Originally inspired by the Thomas Bock portrait of a young Aboriginal girl in a red dress, Bangarra’s Mathinna tells the true story of the short, confusing and tragic life of the portrait’s subject. Born on Flinders Island in 1835, and adopted by Governor Sir John and Lady Franklin, Mathinna was alienated from her indigenous culture and thrust into Tasmania’s social aristocracy at an early age. Just a few years after her adoption, Governor and Lady Franklin moved from Tasmania, leaving Mathinna behind, and when she was twelve, she was sent to the Queen’s Orphan School. Leaving the school at 16, Mathinna went to live at the Aboriginal settlement at Oyster Cove. By age 21, she was selling her body for alcohol, and one night when drunk, fell into the water and drowned. Wherever she went she never fit in – she was an orphaned aboriginal with aristocratic upbringing; denied her true culture and abandoned by the culture she was forced into.

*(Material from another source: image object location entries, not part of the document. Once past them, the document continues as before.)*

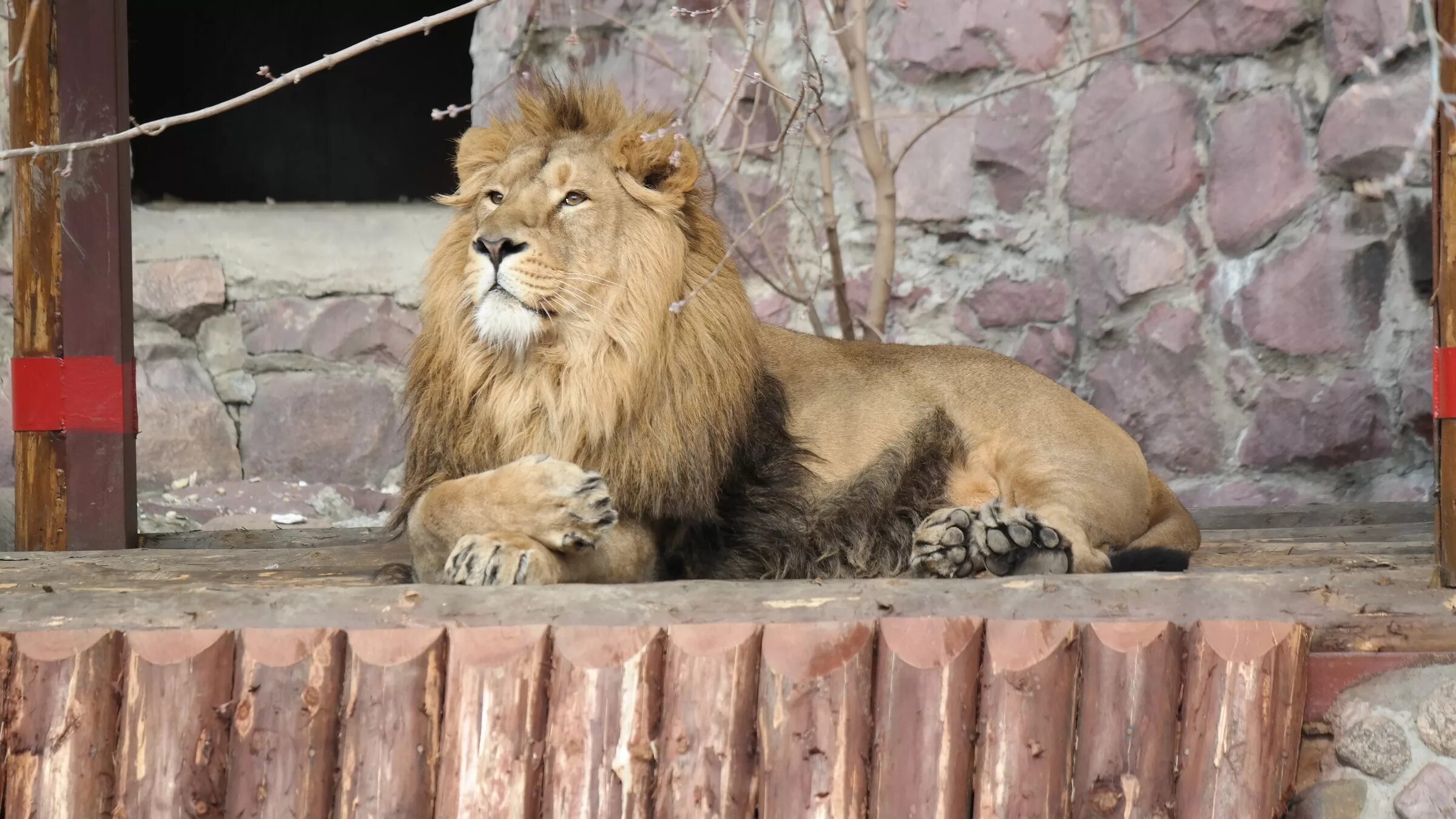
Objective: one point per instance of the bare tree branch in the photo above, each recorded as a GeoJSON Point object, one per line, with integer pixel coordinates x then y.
{"type": "Point", "coordinates": [292, 78]}
{"type": "Point", "coordinates": [1043, 78]}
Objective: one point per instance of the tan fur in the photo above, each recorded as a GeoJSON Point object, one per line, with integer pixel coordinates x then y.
{"type": "Point", "coordinates": [654, 400]}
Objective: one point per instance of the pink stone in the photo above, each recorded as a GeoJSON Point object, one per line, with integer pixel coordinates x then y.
{"type": "Point", "coordinates": [1318, 423]}
{"type": "Point", "coordinates": [935, 178]}
{"type": "Point", "coordinates": [1432, 795]}
{"type": "Point", "coordinates": [1003, 302]}
{"type": "Point", "coordinates": [1258, 175]}
{"type": "Point", "coordinates": [1215, 28]}
{"type": "Point", "coordinates": [1171, 328]}
{"type": "Point", "coordinates": [184, 425]}
{"type": "Point", "coordinates": [1133, 146]}
{"type": "Point", "coordinates": [1162, 401]}
{"type": "Point", "coordinates": [1045, 352]}
{"type": "Point", "coordinates": [1362, 28]}
{"type": "Point", "coordinates": [1370, 126]}
{"type": "Point", "coordinates": [335, 328]}
{"type": "Point", "coordinates": [938, 37]}
{"type": "Point", "coordinates": [1111, 264]}
{"type": "Point", "coordinates": [1239, 491]}
{"type": "Point", "coordinates": [948, 37]}
{"type": "Point", "coordinates": [1324, 295]}
{"type": "Point", "coordinates": [1011, 143]}
{"type": "Point", "coordinates": [180, 292]}
{"type": "Point", "coordinates": [1416, 391]}
{"type": "Point", "coordinates": [321, 428]}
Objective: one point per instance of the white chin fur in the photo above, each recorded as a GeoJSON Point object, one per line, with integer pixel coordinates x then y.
{"type": "Point", "coordinates": [504, 321]}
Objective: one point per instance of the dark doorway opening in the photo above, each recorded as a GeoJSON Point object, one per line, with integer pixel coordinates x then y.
{"type": "Point", "coordinates": [357, 133]}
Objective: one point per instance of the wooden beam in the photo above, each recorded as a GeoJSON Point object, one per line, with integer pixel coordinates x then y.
{"type": "Point", "coordinates": [73, 266]}
{"type": "Point", "coordinates": [1347, 610]}
{"type": "Point", "coordinates": [1443, 209]}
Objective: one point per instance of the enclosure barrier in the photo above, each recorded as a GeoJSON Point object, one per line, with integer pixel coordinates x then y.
{"type": "Point", "coordinates": [798, 719]}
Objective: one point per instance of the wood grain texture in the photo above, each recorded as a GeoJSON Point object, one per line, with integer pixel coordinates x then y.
{"type": "Point", "coordinates": [389, 733]}
{"type": "Point", "coordinates": [40, 458]}
{"type": "Point", "coordinates": [1443, 209]}
{"type": "Point", "coordinates": [814, 719]}
{"type": "Point", "coordinates": [708, 755]}
{"type": "Point", "coordinates": [1401, 611]}
{"type": "Point", "coordinates": [95, 260]}
{"type": "Point", "coordinates": [1242, 713]}
{"type": "Point", "coordinates": [606, 690]}
{"type": "Point", "coordinates": [172, 754]}
{"type": "Point", "coordinates": [1127, 736]}
{"type": "Point", "coordinates": [1028, 712]}
{"type": "Point", "coordinates": [926, 682]}
{"type": "Point", "coordinates": [62, 740]}
{"type": "Point", "coordinates": [494, 730]}
{"type": "Point", "coordinates": [286, 723]}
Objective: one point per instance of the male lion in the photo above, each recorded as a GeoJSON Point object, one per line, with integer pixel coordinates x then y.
{"type": "Point", "coordinates": [554, 366]}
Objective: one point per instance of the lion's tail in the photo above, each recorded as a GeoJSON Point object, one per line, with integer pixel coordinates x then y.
{"type": "Point", "coordinates": [1170, 541]}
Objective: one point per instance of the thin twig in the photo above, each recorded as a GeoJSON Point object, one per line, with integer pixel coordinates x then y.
{"type": "Point", "coordinates": [1043, 78]}
{"type": "Point", "coordinates": [292, 78]}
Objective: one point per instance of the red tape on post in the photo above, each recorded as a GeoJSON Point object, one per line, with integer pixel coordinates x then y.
{"type": "Point", "coordinates": [91, 394]}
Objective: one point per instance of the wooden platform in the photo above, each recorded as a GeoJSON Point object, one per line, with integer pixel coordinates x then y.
{"type": "Point", "coordinates": [267, 675]}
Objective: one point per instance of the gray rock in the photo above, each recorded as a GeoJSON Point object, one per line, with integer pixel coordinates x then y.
{"type": "Point", "coordinates": [1375, 747]}
{"type": "Point", "coordinates": [1338, 799]}
{"type": "Point", "coordinates": [1436, 720]}
{"type": "Point", "coordinates": [1432, 795]}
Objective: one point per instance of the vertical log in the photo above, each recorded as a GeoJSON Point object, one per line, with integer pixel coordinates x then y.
{"type": "Point", "coordinates": [926, 682]}
{"type": "Point", "coordinates": [40, 457]}
{"type": "Point", "coordinates": [708, 755]}
{"type": "Point", "coordinates": [1127, 740]}
{"type": "Point", "coordinates": [172, 754]}
{"type": "Point", "coordinates": [1443, 209]}
{"type": "Point", "coordinates": [1028, 706]}
{"type": "Point", "coordinates": [73, 258]}
{"type": "Point", "coordinates": [814, 722]}
{"type": "Point", "coordinates": [605, 700]}
{"type": "Point", "coordinates": [1242, 713]}
{"type": "Point", "coordinates": [493, 738]}
{"type": "Point", "coordinates": [6, 666]}
{"type": "Point", "coordinates": [286, 723]}
{"type": "Point", "coordinates": [62, 740]}
{"type": "Point", "coordinates": [389, 740]}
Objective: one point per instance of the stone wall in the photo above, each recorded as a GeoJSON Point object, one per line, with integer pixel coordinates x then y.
{"type": "Point", "coordinates": [1171, 232]}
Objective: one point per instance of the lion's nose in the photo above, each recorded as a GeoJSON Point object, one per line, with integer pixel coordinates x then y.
{"type": "Point", "coordinates": [497, 248]}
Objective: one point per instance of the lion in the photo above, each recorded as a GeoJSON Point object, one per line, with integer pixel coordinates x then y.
{"type": "Point", "coordinates": [592, 400]}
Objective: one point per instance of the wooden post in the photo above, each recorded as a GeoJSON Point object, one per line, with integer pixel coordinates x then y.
{"type": "Point", "coordinates": [494, 733]}
{"type": "Point", "coordinates": [75, 488]}
{"type": "Point", "coordinates": [710, 703]}
{"type": "Point", "coordinates": [286, 723]}
{"type": "Point", "coordinates": [814, 719]}
{"type": "Point", "coordinates": [172, 754]}
{"type": "Point", "coordinates": [389, 732]}
{"type": "Point", "coordinates": [1443, 211]}
{"type": "Point", "coordinates": [606, 690]}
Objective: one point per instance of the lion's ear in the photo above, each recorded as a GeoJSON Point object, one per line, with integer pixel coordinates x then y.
{"type": "Point", "coordinates": [478, 149]}
{"type": "Point", "coordinates": [661, 162]}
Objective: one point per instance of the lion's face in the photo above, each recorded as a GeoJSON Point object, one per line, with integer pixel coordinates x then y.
{"type": "Point", "coordinates": [561, 211]}
{"type": "Point", "coordinates": [544, 225]}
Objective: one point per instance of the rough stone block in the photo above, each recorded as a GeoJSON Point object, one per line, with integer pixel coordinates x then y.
{"type": "Point", "coordinates": [1117, 127]}
{"type": "Point", "coordinates": [321, 428]}
{"type": "Point", "coordinates": [1260, 175]}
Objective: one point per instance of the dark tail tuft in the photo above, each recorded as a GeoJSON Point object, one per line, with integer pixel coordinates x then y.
{"type": "Point", "coordinates": [1151, 559]}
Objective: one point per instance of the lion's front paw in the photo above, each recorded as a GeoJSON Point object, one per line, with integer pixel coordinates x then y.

The opening moments of Bangarra’s Mathinna are inspired. Using a very thin spot, tightly focused on a rock downstage, the illusion is created of something much larger. The illusion is magnified when a single hand slowly moves over and caresses the rock. A lithe man ripples over the rock’s surface, coming to standing, looking like giant god of old. More lights are brought up on a suspended tree branch upstage. Three, tightly curled bundles hang beneath the branch, like bats sleeping. As they unfold, the audience witnesses three men dance upside-down, hanging by their ankles, with such controlled, precise and organic movements that your jaw cannot help but drop. And this was just the beginning.

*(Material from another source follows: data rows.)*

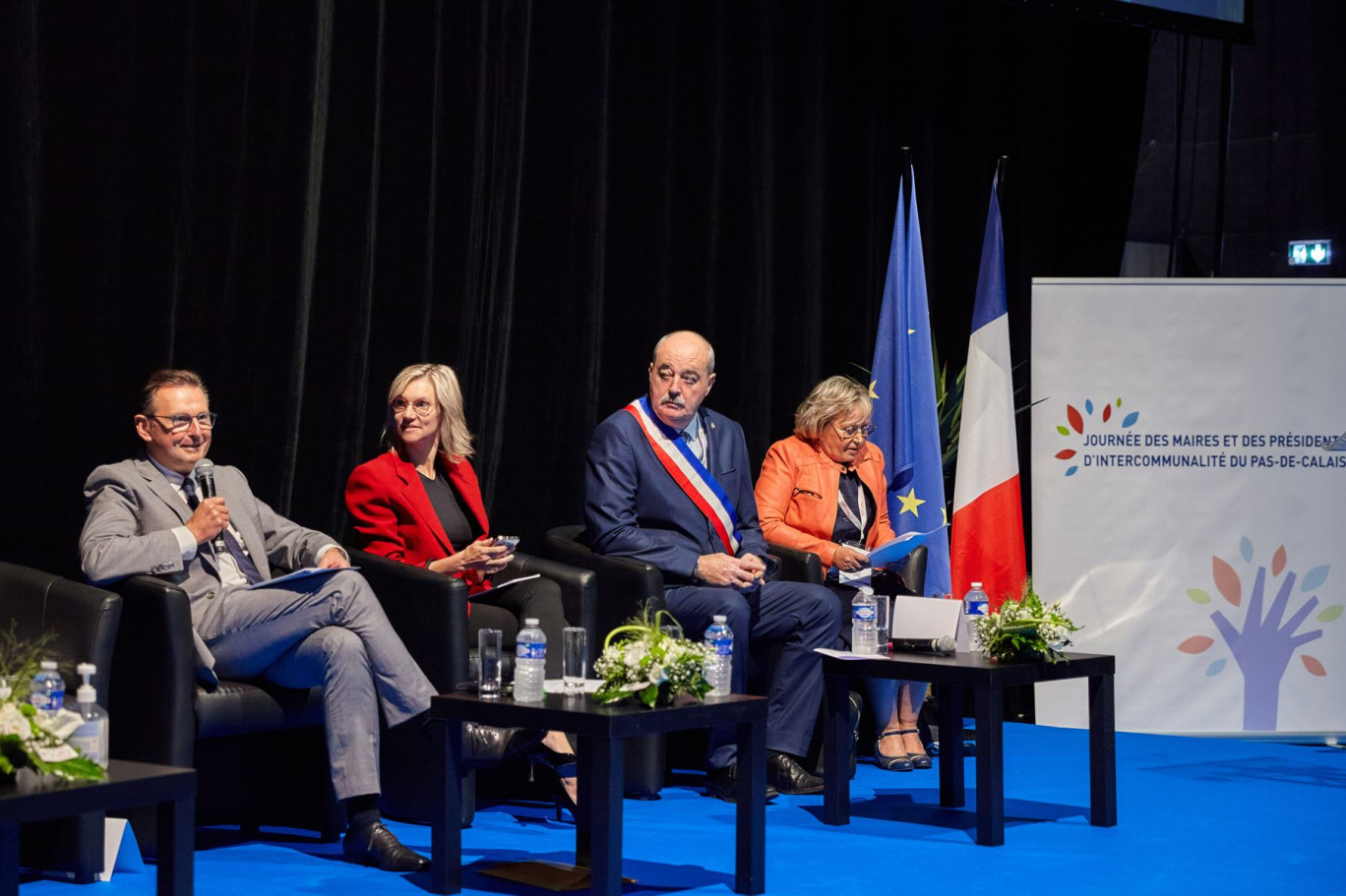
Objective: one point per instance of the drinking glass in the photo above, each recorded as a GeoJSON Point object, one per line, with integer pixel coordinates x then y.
{"type": "Point", "coordinates": [574, 658]}
{"type": "Point", "coordinates": [884, 622]}
{"type": "Point", "coordinates": [489, 662]}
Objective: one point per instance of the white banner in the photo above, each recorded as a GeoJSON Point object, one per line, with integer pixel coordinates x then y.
{"type": "Point", "coordinates": [1184, 508]}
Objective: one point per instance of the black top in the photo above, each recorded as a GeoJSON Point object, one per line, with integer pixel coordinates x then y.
{"type": "Point", "coordinates": [853, 491]}
{"type": "Point", "coordinates": [458, 523]}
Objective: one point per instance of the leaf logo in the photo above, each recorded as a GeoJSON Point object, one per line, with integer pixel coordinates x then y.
{"type": "Point", "coordinates": [1268, 633]}
{"type": "Point", "coordinates": [1074, 427]}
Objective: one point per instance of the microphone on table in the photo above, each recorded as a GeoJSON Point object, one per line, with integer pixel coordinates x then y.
{"type": "Point", "coordinates": [205, 471]}
{"type": "Point", "coordinates": [946, 644]}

This incredible opening scene was perhaps the most abstract out of this rather literal performance, yet it was certainly not the only breathtaking moment. What followed was a swirl of colour: men dancing with spears, looms of red silk and frighteningly intense hair braiding, a beautiful waltz in brightly coloured gowns, and a tragic demise surrounded by liquid demons.
The choreography was varied and apt. While Stephen Page took on a literal representation of the story, he certainly did not limit the choreographic choices. Even in scenes where the story is quite easy to read, such as where Mathinna came from, his choreography still displayed a wide range of technique and complexity, with multiple dance sequences being performed simultaneously, and perfectly aligning with every nuance or spike in the music.
Lighting was used to great effect, not only in the opening scene, but also for example in the nursery room scene: the lighting alluding to one side of the stage where her aboriginal father waited, while at the same time setting a sense of forced hospitability and false brightness to the room. The set and props were relatively minimal but highly effective. All in all, great production value and intelligent direction.
Bangarra’s Mathinna is one of their best works yet.
Bangarra Dance Theatre
Venue: Playhouse, QPAC
Season: 29 May - 7 June
Times: Wednesday – Saturday, 7.30pm; Saturday 7 June at 2pm.